Starting next year, Lakewood residents will no longer have to pay a sales tax on groceries.
On Monday night, the City Council voted 10 to zero to pass an ordinance that would eliminate the sales tax on food.
The same measure would also rescind a waiver on a 1 percent sales tax increase for goods sold at Colorado Mills shopping center and Wal-Mart.
"This is a perfect example of how difficult problems can have elegant solutions," said councilman Ed Peterson. "I think it's the right thing to do for the right reasons."
Starting Jan. 1, the 2 percent sales tax on food for domestic consumption will be eliminated.
The $4 million that the city receives annually from the grocery tax will be offset by the $3 million that will be raised by revoking a 1 percent sales tax waiver granted to Colorado Mills and Wal-Mart.
In 2005, voters in Lakewood had approved a 1 percentage point increase in sales tax, raising it from 2 percent to 3 percent.
However, three new businesses at the time - Colorado Mills, Wal-Mart at Creekside and Bel Mar shopping center - were granted temporary waivers from that increase to allow time for development, with the understanding that the city could rescind the waivers at any time.
On Monday, Greg Stevinson, president of Denver West Realty Inc. and a partner with Colorado Mills, said he supported the ordinance.
"We are totally, absolutely behind you 100 percent," he told the City Council.
He noted that Colorado Mills needed the waiver after business fell off after the terrorist attacks on Sept. 11, 2001, but that since then the shopping center has been doing well, generating $365 million a year in sales.
"We have some senior citizens who need help with lower grocery prices and buying power," he said "It's time for us to work with the community and help with that."
A number of residents spoke in favor of passage of the ordinance, noting that with increasing costs of gasoline and food it has become harder and harder for many people in the community to make ends meet.

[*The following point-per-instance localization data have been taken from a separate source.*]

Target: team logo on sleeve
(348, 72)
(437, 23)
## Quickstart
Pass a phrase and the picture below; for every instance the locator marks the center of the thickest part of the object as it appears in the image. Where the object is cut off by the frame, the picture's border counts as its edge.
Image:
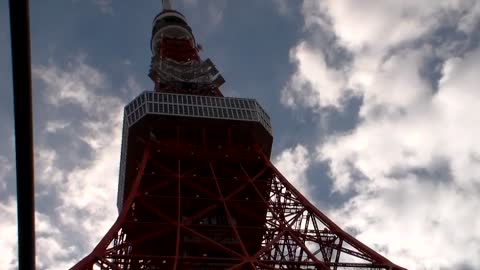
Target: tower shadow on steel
(197, 189)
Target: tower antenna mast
(167, 5)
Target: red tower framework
(197, 189)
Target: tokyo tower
(197, 189)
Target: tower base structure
(198, 191)
(293, 233)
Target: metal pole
(22, 98)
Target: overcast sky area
(375, 108)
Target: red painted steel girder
(171, 220)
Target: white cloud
(314, 84)
(211, 12)
(5, 168)
(54, 126)
(412, 160)
(84, 196)
(294, 162)
(8, 232)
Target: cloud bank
(412, 160)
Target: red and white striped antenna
(167, 5)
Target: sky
(374, 106)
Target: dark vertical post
(22, 98)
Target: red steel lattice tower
(197, 189)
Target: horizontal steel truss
(296, 235)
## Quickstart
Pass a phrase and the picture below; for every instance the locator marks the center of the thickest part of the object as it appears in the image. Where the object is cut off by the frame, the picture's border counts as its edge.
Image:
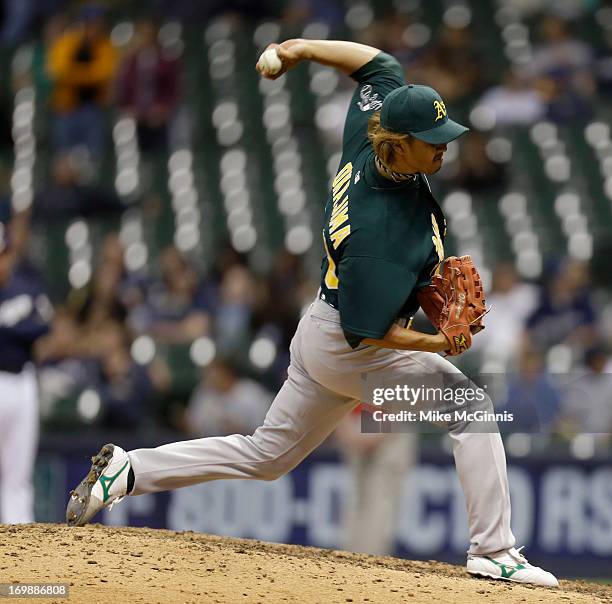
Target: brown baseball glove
(454, 302)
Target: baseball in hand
(269, 63)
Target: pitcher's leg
(481, 466)
(302, 415)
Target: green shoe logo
(107, 482)
(507, 571)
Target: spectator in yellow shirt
(81, 66)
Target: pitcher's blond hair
(384, 141)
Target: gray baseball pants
(323, 384)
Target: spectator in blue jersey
(565, 313)
(25, 312)
(177, 308)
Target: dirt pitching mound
(111, 565)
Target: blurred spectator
(149, 87)
(452, 65)
(176, 309)
(476, 170)
(563, 65)
(378, 465)
(81, 65)
(124, 387)
(65, 196)
(587, 401)
(565, 313)
(39, 73)
(532, 396)
(511, 302)
(236, 302)
(25, 313)
(226, 403)
(514, 101)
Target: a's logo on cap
(440, 110)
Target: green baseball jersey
(382, 239)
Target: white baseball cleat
(104, 485)
(510, 565)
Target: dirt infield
(112, 565)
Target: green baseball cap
(419, 111)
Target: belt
(14, 370)
(324, 299)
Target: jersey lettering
(331, 277)
(339, 236)
(436, 238)
(339, 218)
(340, 207)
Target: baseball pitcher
(383, 248)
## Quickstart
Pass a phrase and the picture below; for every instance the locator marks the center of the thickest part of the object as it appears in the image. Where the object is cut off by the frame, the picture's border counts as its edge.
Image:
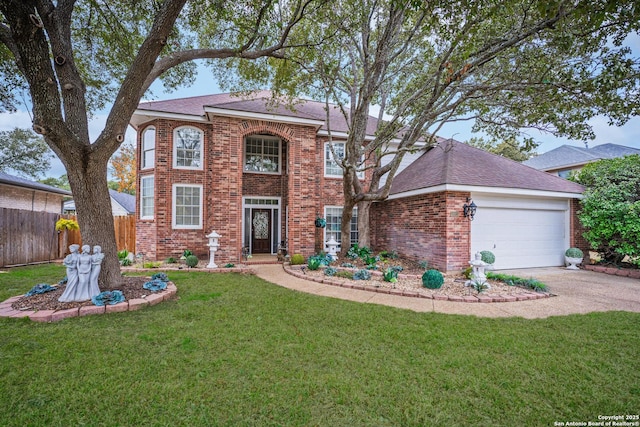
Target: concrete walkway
(577, 292)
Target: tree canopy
(509, 66)
(23, 152)
(611, 207)
(75, 56)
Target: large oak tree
(508, 65)
(76, 56)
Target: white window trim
(175, 149)
(142, 179)
(360, 174)
(244, 154)
(143, 151)
(173, 208)
(327, 232)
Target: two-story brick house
(260, 175)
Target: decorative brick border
(527, 296)
(55, 315)
(624, 272)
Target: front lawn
(234, 350)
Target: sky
(628, 135)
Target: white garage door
(521, 232)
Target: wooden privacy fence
(28, 237)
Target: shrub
(66, 224)
(574, 253)
(390, 275)
(432, 279)
(533, 284)
(160, 276)
(186, 253)
(356, 251)
(344, 274)
(488, 257)
(478, 284)
(362, 275)
(330, 271)
(323, 258)
(314, 263)
(192, 261)
(123, 257)
(123, 254)
(297, 259)
(610, 207)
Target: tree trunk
(364, 233)
(88, 183)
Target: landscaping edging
(56, 315)
(527, 296)
(614, 271)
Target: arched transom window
(262, 154)
(187, 148)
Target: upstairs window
(187, 206)
(262, 154)
(331, 166)
(148, 148)
(147, 197)
(187, 148)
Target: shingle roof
(258, 103)
(453, 162)
(568, 155)
(5, 178)
(127, 201)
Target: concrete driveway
(576, 292)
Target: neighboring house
(24, 194)
(122, 204)
(564, 160)
(259, 176)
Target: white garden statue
(82, 273)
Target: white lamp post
(213, 247)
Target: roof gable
(260, 102)
(452, 162)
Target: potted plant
(573, 256)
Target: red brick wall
(224, 184)
(428, 227)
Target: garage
(521, 232)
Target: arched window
(187, 148)
(148, 148)
(262, 154)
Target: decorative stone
(42, 316)
(91, 309)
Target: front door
(261, 231)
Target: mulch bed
(131, 287)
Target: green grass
(237, 351)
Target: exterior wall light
(469, 209)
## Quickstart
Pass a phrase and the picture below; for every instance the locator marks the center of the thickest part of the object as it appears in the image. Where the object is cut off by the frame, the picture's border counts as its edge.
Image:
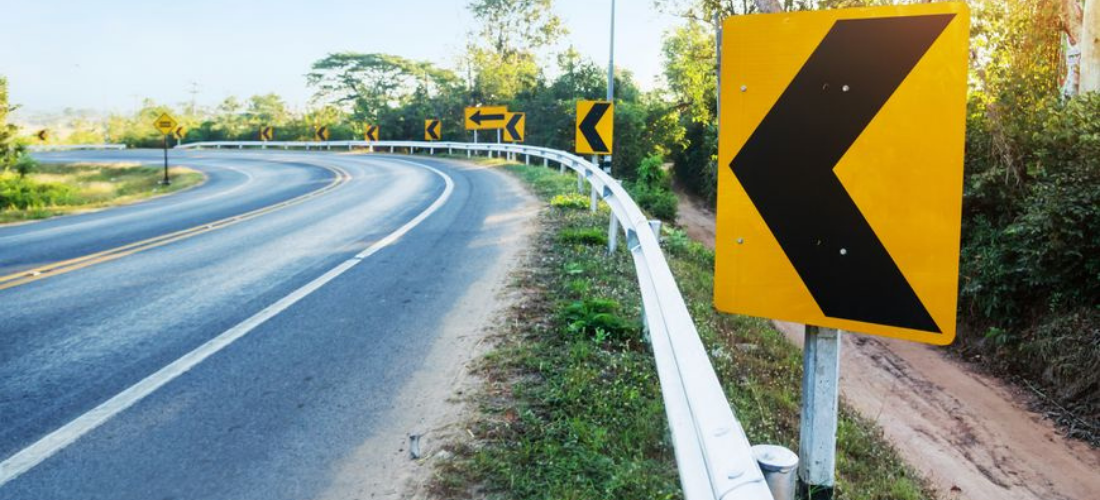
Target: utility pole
(194, 91)
(1090, 47)
(611, 73)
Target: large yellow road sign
(840, 168)
(431, 130)
(165, 123)
(595, 128)
(515, 128)
(486, 117)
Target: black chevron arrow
(787, 168)
(479, 118)
(589, 126)
(512, 126)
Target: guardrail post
(612, 234)
(821, 367)
(655, 224)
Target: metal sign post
(821, 376)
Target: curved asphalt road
(268, 415)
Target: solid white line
(56, 441)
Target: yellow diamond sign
(165, 123)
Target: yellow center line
(24, 277)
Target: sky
(107, 55)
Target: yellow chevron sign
(431, 130)
(371, 133)
(840, 148)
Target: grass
(66, 188)
(571, 408)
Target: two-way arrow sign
(840, 189)
(431, 131)
(371, 132)
(595, 125)
(485, 118)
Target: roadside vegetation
(1030, 284)
(572, 407)
(51, 190)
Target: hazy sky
(109, 54)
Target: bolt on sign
(165, 123)
(371, 132)
(515, 128)
(840, 168)
(431, 130)
(485, 117)
(595, 126)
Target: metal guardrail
(714, 457)
(37, 147)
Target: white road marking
(56, 441)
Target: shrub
(23, 193)
(593, 236)
(598, 318)
(570, 201)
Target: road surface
(239, 340)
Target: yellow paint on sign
(903, 171)
(485, 117)
(595, 128)
(515, 128)
(165, 123)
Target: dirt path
(971, 435)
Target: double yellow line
(108, 255)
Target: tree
(502, 55)
(369, 85)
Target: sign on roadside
(840, 168)
(595, 128)
(485, 117)
(431, 131)
(515, 128)
(371, 133)
(165, 123)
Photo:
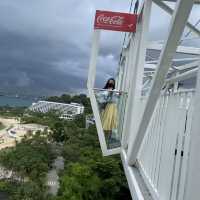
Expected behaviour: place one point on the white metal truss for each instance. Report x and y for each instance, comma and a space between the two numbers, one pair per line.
169, 10
180, 16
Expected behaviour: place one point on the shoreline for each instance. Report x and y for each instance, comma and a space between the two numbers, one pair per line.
14, 131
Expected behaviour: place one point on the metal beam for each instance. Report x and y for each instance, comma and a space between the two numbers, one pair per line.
191, 188
169, 10
177, 26
180, 49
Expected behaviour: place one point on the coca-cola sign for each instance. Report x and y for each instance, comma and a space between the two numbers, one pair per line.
115, 21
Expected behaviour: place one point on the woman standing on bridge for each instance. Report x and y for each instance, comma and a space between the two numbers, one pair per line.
109, 114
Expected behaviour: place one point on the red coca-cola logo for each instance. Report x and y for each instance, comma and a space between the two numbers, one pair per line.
115, 21
111, 20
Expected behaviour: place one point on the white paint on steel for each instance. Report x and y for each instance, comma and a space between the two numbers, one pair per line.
193, 175
179, 19
170, 11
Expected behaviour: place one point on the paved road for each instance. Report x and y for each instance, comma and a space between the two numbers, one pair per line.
52, 176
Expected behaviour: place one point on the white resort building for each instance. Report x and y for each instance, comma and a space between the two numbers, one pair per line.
68, 111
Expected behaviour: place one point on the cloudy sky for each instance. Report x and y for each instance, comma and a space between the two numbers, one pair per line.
45, 44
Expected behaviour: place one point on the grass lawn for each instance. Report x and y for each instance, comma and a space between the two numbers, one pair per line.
1, 126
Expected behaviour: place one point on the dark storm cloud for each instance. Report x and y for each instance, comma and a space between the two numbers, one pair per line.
45, 45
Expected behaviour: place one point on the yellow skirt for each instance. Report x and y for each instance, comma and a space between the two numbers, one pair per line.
109, 117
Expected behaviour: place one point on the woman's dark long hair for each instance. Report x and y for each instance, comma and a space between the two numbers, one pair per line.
108, 84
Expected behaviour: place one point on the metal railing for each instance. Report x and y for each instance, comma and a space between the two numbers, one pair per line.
162, 157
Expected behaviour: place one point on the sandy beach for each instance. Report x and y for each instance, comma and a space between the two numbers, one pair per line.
14, 131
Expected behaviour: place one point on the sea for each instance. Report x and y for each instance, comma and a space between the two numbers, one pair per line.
13, 101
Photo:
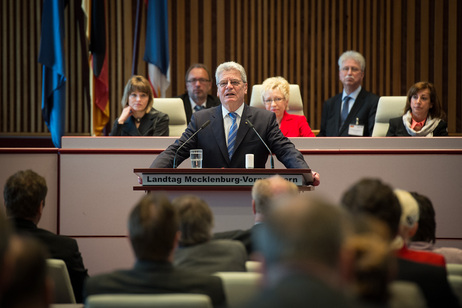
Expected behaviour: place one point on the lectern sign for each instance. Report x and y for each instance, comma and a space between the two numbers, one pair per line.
216, 179
187, 179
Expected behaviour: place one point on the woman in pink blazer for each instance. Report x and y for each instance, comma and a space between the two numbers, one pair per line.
275, 96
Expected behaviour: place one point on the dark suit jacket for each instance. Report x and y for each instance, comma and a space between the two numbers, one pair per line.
244, 236
432, 280
59, 247
397, 128
150, 277
154, 123
364, 110
213, 142
212, 101
212, 256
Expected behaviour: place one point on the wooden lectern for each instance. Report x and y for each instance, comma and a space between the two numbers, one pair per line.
215, 179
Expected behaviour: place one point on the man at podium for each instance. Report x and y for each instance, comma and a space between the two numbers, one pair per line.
228, 132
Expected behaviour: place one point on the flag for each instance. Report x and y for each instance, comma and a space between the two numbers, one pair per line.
156, 52
98, 49
51, 56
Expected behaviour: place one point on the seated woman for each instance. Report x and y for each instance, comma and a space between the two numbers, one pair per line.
423, 114
275, 96
138, 117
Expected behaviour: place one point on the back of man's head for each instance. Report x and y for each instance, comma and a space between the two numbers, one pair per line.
266, 191
373, 197
153, 225
427, 224
303, 229
29, 285
23, 193
196, 220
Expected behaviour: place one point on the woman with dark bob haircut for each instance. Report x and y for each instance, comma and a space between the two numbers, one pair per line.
423, 115
138, 117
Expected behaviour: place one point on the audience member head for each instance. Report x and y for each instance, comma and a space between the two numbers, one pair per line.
198, 82
428, 91
351, 70
426, 232
196, 220
265, 191
153, 228
24, 194
307, 233
138, 83
275, 95
374, 266
29, 284
409, 214
231, 85
375, 198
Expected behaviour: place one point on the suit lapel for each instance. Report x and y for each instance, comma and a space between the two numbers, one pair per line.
219, 131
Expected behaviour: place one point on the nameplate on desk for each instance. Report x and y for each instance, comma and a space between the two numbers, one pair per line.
169, 179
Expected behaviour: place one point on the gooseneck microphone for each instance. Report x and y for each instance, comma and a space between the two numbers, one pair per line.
271, 153
197, 131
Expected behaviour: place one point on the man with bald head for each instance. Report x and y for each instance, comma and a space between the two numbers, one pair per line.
264, 193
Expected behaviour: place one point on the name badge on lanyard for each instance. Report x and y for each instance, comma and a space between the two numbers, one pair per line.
356, 129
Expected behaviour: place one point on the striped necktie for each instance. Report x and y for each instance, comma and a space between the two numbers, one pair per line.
345, 110
198, 108
232, 134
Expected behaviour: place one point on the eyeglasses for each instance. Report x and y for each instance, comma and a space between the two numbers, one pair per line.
270, 100
224, 84
201, 80
352, 68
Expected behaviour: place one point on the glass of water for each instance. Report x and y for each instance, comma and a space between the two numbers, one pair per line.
196, 158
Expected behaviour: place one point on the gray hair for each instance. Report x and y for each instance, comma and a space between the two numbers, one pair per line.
228, 66
356, 56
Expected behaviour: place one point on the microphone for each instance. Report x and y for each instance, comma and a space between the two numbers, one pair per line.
197, 131
271, 154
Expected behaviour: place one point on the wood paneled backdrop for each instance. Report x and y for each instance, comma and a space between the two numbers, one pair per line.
301, 40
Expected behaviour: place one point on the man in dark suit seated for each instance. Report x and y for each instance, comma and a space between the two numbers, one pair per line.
352, 112
229, 136
264, 192
374, 198
198, 83
154, 233
24, 195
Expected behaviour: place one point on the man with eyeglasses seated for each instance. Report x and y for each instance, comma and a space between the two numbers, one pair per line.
352, 112
230, 136
198, 83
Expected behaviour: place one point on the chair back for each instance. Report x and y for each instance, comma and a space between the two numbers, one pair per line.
295, 99
388, 107
177, 116
253, 266
456, 284
148, 300
454, 269
240, 287
63, 292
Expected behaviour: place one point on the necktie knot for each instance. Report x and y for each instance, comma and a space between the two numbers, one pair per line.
198, 108
232, 134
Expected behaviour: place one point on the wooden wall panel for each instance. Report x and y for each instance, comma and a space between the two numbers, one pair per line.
301, 40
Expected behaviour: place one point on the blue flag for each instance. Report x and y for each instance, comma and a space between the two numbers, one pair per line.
54, 70
157, 51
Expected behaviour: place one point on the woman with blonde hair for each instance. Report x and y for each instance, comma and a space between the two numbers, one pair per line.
423, 114
139, 118
275, 96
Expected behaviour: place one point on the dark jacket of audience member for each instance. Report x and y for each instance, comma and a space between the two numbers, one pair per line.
153, 228
24, 195
196, 250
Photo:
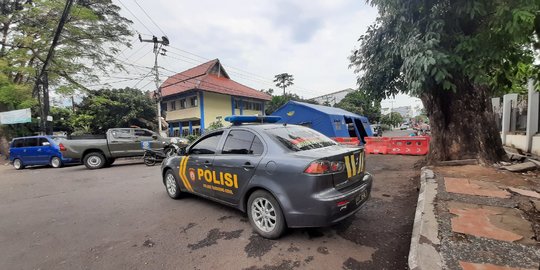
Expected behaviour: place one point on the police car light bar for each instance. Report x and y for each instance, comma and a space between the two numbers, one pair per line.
239, 119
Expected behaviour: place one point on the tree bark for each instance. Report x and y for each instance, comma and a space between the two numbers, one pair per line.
462, 125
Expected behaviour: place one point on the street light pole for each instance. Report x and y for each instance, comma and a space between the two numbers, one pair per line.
158, 44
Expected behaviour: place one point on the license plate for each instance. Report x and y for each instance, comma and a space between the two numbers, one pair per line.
361, 197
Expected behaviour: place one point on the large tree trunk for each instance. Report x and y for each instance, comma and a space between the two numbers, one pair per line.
462, 125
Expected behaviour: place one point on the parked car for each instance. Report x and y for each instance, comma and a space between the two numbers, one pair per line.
282, 175
37, 150
404, 126
118, 143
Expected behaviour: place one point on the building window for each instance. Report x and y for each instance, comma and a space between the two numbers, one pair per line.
193, 101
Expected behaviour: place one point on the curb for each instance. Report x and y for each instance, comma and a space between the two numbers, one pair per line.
423, 253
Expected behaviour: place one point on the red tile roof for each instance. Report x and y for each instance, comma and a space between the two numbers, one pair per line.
201, 78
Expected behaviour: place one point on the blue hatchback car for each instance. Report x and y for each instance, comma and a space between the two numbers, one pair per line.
37, 150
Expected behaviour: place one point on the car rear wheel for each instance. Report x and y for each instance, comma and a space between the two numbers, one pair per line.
56, 162
265, 215
94, 160
17, 164
109, 162
171, 184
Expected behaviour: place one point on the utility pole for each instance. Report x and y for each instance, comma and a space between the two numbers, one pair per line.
41, 86
158, 44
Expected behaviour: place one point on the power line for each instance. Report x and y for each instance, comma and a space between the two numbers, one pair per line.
141, 57
150, 18
144, 77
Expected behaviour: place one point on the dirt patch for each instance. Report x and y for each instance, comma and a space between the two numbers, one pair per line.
532, 214
284, 265
148, 243
213, 236
323, 250
258, 246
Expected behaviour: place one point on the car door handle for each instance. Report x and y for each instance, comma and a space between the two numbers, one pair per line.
248, 165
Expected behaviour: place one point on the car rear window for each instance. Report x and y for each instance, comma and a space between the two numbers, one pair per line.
31, 142
298, 138
18, 143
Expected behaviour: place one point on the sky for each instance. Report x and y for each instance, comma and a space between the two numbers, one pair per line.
254, 40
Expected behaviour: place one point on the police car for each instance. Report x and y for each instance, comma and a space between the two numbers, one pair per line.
281, 175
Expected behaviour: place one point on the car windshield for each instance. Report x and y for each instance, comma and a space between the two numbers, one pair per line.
298, 138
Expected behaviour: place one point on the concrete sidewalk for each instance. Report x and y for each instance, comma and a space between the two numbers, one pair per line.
474, 217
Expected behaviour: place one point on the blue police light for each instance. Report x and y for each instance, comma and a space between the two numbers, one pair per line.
239, 119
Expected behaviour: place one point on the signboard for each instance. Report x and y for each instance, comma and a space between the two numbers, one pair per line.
15, 117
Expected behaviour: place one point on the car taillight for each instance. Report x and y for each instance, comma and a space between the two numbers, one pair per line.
324, 166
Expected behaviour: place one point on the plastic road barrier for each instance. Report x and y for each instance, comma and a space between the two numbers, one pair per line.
377, 145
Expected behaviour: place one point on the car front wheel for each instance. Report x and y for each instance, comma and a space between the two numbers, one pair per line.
56, 162
265, 215
94, 160
17, 164
173, 189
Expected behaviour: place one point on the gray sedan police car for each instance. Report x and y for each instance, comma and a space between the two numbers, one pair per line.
281, 175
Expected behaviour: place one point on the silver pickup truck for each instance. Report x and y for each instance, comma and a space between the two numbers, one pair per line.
118, 143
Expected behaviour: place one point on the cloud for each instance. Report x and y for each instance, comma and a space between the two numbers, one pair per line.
257, 39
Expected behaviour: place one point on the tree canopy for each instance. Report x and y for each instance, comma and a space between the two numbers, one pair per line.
454, 55
392, 119
418, 47
283, 81
110, 108
92, 36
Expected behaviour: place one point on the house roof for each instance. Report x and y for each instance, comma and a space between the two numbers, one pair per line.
211, 77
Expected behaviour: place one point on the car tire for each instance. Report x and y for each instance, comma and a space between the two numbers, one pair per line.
94, 160
17, 164
171, 185
169, 152
265, 215
56, 162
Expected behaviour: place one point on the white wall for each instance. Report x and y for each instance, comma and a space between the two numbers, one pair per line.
517, 141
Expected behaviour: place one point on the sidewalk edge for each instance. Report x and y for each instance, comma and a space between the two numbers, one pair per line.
423, 253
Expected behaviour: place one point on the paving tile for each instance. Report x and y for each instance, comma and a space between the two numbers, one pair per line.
504, 224
524, 192
474, 187
486, 266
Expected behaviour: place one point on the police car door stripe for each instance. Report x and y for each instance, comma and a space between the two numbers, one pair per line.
353, 164
184, 174
348, 166
181, 173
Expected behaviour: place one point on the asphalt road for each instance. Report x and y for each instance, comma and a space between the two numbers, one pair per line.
121, 218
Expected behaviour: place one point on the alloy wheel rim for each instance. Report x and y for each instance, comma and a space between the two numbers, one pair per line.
94, 161
171, 184
264, 214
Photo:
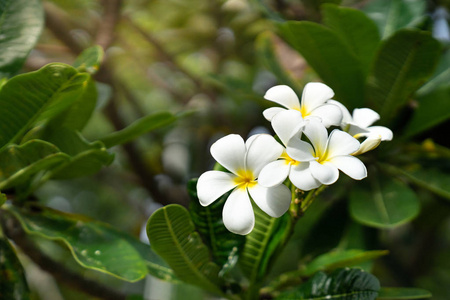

"It's a step in the right direction to help working-class people who have been having a hard time to keep up with costs," said resident Newt Vaughan, 61.
Another resident, Nancy Pontius, 46, said she is the mother of three children - two teenagers and one pre-teen.
"I spend $400 a month on food and no sign of letting up," she said, adding that the new measure would help her.
She also wondered how the city would make up the $1 million shortfall between the grocery tax revenue and the increased sales tax revenue from Colorado Mills and Wal-Mart.
"Is there is some way for residents of Lakewood to vote on low-priority budget items, if there are things that residents don't really need?" she asked.
A number of residents also expressed concern about a clause in the ordinance that would render the measure void if any part of it is challenged and a court decides that it is invalid.
But Lakewood city attorney Tim Cox said that "there was absolutely no chance" that the measure could be challenged successfully in court.
For Natalie Menten, 38, who who had worked for three years on getting the grocery tax repealed, the passage of the ordinance was long overdue.
"It's been on my to-do list for three years and I can finally check it off," she said.
But she said that although city manager Mike Rock said Monday night that Wal-Mart has indicated that it was on board with the ordinance, she noted that no representative from the company was at the meeting Monday night.
"We're going to keep our petitions just in case," she said.